I’ve been an educator for many years, and have been asked by numerous friends how to deal with a conflict that crops up in their child’s school. Students come home at the end of the day filled with social and academic stress. With growing classroom sizes and increasing curriculum demands in many schools, teachers are less likely to be able to stay in constant contact with parents about what happens while their children are at school. How is a mother to know when she should advocate for her child? What does a father say to get the best results? How does a parent know what is too much or too little involvement? I find that, in all of my interactions with parents and teachers, the most successful incorporate the following do’s and don’ts:
Do make an appointment to speak with the teacher. Teachers, like other professionals, are often busy even when they don’t appear to be. In order to make sure that you and your child’s teacher have the time and space needed to reach a resolution, schedule a time to meet. This also makes it easier to reach a resolution that day and not have it drag on long after the incident because you didn’t “just happen” to catch a teacher in passing.

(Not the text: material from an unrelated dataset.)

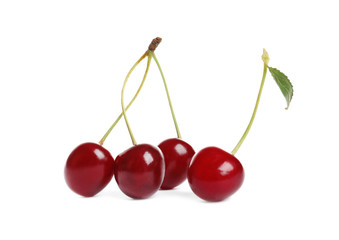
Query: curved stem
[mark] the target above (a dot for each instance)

Don’t assume it is the teacher’s fault. Given the increasing pressures we see on kids, it is natural to want to advocate for them in any situation. But a teenager may not always “hear” what a teacher has said. For example, if Tony has been worrying about his grade in English, he may hear any critique of his work as an attack and report that his teacher humiliated him in front of the class. Rather than immediately calling the school to demand an apology from the teacher, ask to speak with the teacher to find out the other side of the story. This discussion also becomes an opportunity for the teacher to learn what Tony takes away from the classroom, which can help inform the teacher how to better interact with him.
Do plan what you would like to speak about beforehand. We’ve all kicked ourselves afterward when we forget to bring up certain points in a conversation. Outline the points that you would like to make sure you bring up during your conversation so that you don’t get sidetracked and end up not dealing with the concern that brought you to the meeting in the first place. Putting it all on the table can also help you and the teacher be proactive about minor concerns before they become larger issues.
Don’t let your emotions get the best of you. Being well-prepared for your meeting can help you be calm during the meeting. Teachers are likely to sense your mood and match it during a conference; if you are tense, they’ll be tense.
Do remember that teachers want to see your child succeed, too. Your children are the most important aspect of your life and you want to help them as best you can. We, as professional educators, have the best interests of your children in mind, as well. We want them to improve their skills and prepare for what lies ahead. That understanding on both sides of the table eases many conferences and helps everyone come up with a solution that works.
I’m fortunate to work in a small school where active communication encourages a sense of collaboration. Parents and teachers who communicate regularly have the ability to foresee potential stumbling blocks, and can work together in a positive, mutually supportive way to best serve the student. Take a tip from someone who knows: the key really is communication.